Happy Father's Day
I should start with "Happy Father's Day to my dad", thanks for being such a lovely father for all of us and so many so many things. Happy Fathers' Day to all the father in this world as well, hope all dad in this world enjoyed today as the day going to come to an end soon.
Anyway, hasn't been a good week for my family and me. So many bad stuffs happened that it almost made everyone on the verge of breaking anytime. I know everyone got different opinions, different sets of thinking for all individual stuff we see but we do need to listen before we keep talking. Listen without speaking or the other way round will only make every things turn even more complicated. I just hope after this weekend, everything will go back to the usual way of our life.
Had spent the weekend at Hotel Michael in RWS, Sentosa. A celebration of Father's Day as well. With my aunt family joining, it makes the atmosphere even better. This is the first we stayed in a hotel in Singapore, the experiences was not that bad except that it turns out bored for me at times as sentosa only have limited stuffs to do. The hotel was huge, I guess it can easily hold up to 6-8 persons staying so I'm planning for another one with friends soon. I guess the thing that I do not like about the hotel room is the toliet with NO lock. Maybe most hotels in Singapore are like this but it is still not really that good if you do not stay in the rrom with your partner, tend to be embarrassing if another one get in without knowing there's someone inside.
Anyway, nothing much done there. Just some getaway from the city. See the pictures from my FB.
Sunday, June 19, 2011
11:01 PM
a long chillling session with long-lost friends
I should say that they are long-lost friends or rather long lost working friends that haven't met for like 2 yrs, that's very long for me, for sure. The meet with them on friday was an great one, thought it would be like don't know what to say, but I was wrong, everyone was still as chatty as before, just that they are older now, haha. It's been a long time for me to have such a great friday, wasn't too bad for me, wanna have more in future, yes- I'm greedy- haha.

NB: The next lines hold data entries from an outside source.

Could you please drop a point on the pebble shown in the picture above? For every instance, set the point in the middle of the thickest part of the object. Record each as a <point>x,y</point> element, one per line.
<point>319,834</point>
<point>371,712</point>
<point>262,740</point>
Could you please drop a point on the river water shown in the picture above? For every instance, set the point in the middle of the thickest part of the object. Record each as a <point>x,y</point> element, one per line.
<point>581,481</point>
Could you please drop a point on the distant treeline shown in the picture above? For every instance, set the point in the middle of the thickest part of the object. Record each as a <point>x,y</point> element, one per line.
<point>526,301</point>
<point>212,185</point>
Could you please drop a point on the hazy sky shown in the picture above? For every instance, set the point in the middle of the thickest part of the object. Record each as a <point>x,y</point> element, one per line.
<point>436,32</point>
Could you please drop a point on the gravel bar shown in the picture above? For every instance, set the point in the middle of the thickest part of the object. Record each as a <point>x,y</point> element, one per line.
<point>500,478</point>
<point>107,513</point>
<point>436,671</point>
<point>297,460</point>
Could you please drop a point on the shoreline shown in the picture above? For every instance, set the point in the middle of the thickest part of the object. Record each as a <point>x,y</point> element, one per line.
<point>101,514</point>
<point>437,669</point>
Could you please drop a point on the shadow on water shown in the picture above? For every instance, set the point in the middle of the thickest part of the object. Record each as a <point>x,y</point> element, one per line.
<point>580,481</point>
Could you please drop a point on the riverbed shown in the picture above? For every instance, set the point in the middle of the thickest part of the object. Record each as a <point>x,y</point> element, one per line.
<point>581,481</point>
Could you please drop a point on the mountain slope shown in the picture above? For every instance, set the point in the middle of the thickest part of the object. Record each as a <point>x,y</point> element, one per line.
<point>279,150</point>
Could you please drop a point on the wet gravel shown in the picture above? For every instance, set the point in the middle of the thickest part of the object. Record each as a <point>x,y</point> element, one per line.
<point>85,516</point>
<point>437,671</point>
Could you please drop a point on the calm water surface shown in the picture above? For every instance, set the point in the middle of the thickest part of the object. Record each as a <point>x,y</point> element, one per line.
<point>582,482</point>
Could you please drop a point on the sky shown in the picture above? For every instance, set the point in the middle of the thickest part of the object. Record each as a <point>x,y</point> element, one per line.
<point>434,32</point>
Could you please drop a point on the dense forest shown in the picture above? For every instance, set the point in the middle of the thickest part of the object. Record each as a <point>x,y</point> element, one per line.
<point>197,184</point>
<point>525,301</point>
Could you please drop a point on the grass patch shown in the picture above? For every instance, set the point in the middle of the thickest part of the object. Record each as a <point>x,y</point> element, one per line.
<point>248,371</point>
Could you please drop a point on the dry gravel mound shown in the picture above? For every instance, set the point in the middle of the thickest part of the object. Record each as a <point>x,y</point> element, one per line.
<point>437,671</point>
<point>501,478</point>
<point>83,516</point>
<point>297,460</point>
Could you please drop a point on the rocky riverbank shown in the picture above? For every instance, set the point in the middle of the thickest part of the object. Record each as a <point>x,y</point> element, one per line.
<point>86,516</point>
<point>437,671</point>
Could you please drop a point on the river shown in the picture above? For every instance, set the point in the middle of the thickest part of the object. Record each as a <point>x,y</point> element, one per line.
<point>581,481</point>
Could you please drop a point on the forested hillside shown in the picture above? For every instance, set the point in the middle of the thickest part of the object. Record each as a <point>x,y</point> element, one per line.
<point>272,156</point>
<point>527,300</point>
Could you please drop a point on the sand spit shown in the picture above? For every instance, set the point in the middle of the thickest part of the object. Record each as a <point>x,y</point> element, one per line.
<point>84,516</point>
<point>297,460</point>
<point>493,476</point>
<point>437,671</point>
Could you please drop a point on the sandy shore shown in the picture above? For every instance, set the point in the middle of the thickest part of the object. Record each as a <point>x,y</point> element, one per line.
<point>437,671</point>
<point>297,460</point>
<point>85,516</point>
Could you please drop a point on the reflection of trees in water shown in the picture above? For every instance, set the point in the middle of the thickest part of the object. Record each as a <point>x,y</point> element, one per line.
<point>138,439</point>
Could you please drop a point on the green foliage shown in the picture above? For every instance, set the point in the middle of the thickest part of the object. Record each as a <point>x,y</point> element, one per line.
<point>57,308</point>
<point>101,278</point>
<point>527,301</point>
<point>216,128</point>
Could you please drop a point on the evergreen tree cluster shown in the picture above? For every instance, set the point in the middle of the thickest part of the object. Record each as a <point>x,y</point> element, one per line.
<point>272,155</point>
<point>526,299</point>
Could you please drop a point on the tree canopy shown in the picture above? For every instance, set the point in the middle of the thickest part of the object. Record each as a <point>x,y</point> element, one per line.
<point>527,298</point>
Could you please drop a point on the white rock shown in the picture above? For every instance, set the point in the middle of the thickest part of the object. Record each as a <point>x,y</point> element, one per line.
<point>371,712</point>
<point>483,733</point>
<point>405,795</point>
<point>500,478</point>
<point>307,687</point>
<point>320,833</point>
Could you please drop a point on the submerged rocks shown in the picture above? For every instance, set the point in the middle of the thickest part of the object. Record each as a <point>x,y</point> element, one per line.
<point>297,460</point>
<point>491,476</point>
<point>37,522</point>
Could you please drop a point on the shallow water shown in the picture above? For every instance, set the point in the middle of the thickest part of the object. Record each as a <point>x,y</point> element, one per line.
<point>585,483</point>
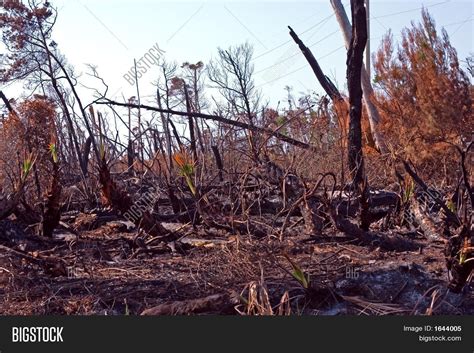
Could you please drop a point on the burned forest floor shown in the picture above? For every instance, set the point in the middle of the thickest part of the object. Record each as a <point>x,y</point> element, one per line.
<point>99,264</point>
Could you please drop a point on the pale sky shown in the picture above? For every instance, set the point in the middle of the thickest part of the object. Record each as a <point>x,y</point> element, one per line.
<point>111,33</point>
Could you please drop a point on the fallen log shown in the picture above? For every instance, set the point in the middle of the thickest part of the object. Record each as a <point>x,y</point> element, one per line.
<point>213,303</point>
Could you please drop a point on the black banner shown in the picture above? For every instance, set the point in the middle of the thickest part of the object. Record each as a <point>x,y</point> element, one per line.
<point>246,334</point>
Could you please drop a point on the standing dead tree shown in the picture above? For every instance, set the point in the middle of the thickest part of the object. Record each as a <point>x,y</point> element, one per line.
<point>372,111</point>
<point>354,67</point>
<point>233,75</point>
<point>325,82</point>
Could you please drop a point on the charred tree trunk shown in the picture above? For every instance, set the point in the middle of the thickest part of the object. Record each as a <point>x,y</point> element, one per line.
<point>52,211</point>
<point>122,202</point>
<point>217,157</point>
<point>85,155</point>
<point>354,67</point>
<point>372,112</point>
<point>325,82</point>
<point>192,130</point>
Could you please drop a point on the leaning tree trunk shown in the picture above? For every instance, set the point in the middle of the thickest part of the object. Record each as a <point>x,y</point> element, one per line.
<point>372,112</point>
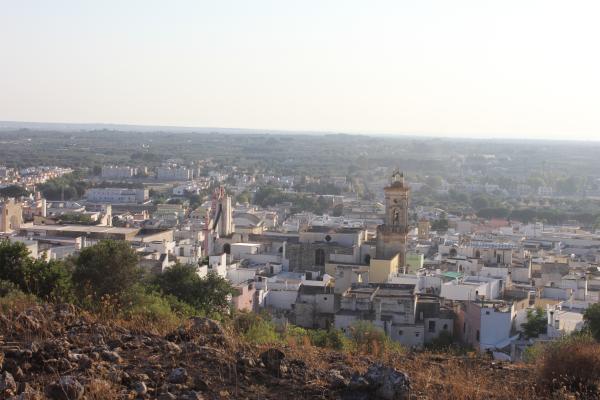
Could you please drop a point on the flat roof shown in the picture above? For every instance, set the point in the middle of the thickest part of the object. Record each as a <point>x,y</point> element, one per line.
<point>80,228</point>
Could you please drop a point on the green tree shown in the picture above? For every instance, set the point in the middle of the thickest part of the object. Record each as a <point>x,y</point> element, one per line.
<point>14,258</point>
<point>45,279</point>
<point>537,323</point>
<point>109,268</point>
<point>13,191</point>
<point>208,295</point>
<point>591,316</point>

I was supposed to meet my another group of friends who haven't met each other for like more than 6 months, but was held up today by other stuffs, didn't manage to catch up with them, something I'm guilty, hope they had fun.

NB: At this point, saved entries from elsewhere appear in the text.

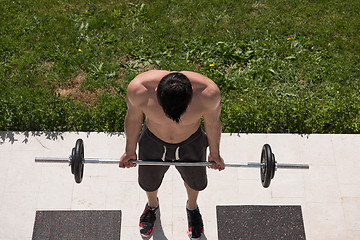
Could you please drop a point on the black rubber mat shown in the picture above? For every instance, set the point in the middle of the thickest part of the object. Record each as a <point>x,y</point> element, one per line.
<point>77,225</point>
<point>260,222</point>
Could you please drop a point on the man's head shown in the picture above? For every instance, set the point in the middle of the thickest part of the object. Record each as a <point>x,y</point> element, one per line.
<point>174,94</point>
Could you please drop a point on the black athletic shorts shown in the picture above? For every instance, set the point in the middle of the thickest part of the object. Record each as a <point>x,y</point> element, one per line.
<point>193,149</point>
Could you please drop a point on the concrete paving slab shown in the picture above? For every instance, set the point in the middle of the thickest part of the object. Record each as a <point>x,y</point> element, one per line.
<point>328,192</point>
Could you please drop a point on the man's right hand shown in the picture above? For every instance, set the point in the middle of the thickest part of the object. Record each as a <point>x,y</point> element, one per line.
<point>125,160</point>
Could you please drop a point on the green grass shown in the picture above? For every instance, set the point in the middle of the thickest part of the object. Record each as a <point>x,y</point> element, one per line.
<point>282,66</point>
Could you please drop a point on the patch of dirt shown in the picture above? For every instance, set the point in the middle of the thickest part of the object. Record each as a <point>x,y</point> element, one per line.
<point>75,92</point>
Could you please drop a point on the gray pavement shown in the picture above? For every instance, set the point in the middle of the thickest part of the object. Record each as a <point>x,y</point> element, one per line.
<point>328,192</point>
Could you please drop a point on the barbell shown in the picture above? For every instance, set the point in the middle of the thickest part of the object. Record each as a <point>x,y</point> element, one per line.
<point>267,164</point>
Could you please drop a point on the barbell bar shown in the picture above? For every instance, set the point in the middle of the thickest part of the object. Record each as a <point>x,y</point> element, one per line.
<point>267,164</point>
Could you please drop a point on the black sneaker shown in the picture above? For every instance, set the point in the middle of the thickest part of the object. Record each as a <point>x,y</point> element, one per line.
<point>195,223</point>
<point>147,221</point>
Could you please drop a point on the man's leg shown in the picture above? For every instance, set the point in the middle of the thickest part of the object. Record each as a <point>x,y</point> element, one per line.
<point>148,217</point>
<point>195,223</point>
<point>152,198</point>
<point>192,197</point>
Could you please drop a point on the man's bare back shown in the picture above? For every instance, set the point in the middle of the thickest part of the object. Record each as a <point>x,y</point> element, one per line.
<point>173,104</point>
<point>142,100</point>
<point>142,91</point>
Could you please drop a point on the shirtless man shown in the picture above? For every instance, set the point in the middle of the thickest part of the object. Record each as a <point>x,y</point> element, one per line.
<point>173,104</point>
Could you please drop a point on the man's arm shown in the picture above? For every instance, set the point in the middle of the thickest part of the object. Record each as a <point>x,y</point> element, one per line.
<point>213,126</point>
<point>132,124</point>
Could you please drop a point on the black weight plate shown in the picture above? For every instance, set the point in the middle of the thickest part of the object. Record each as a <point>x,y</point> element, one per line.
<point>72,160</point>
<point>78,160</point>
<point>265,170</point>
<point>273,165</point>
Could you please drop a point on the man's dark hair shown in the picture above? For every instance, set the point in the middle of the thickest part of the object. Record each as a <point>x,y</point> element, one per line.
<point>174,94</point>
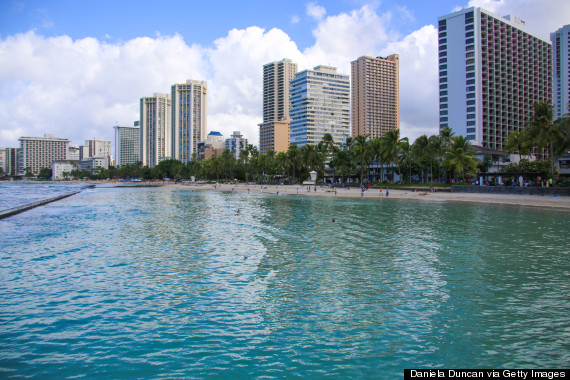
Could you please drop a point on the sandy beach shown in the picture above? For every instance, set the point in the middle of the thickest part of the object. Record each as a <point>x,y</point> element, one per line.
<point>301,191</point>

For me, nothing much happened around me that make me feel different or rather changed me? Didn't have that kind of "reflection" mindset that I had in the past for quite a while already, it's not that I'm perfect now but I can say I've thought of too many stuffs or reflected too many stuffs that causes alot of agony on me as well, so it is still best to be myself.
Sorry to say that I've a mindset of settling down now. YES, it is the "GET MARRIED" kind of settling down. WHY? I felt that I've had what I need and know what I really want, just need to look for someone who is suitable and settle down, FUNNY RIGHT? I also think so. Let's hope that is not just because I saw others happiness that make me wanna to have it too. That would be very bad.
But anyway, life goes on until something different that will come my way.
Sunday, June 12, 2011
2:08 AM
weeks of "unfilling" weekend...
Another weekend going to end soon for me or rather everyone, it is work again tomorrow. It is another weekend that I felt something is missing. It has been like few weekends that I've been feeling like this but I can't come out with anything about that missing stuffs, what is that? Seriously, I don't know.
But of course I'm looking forward to another weekend that is the so-called "filling" for me though I don't even know what's that lacking. I wasn't unhappy nor happy at least for this moment. I realised the boring part of an outing from another person who do not wish to hurt another person's feeling just by saying out, thus sacrificing her time. The talk was good, thank you very much but still, I need to apologise for the time wasted, will try to improve the next time round.
Anyway, life are like this, whether you like it or not, you cannot just say or do anything without considering the feeling of another party, that's just life.
Don't understand? nvm, it's alright, just random thoughts.
Heard from the news that the flood around sg is quite bad, so who's going to do the job? Who is going to solve the problems this time round? Who can help all those poor shop owners?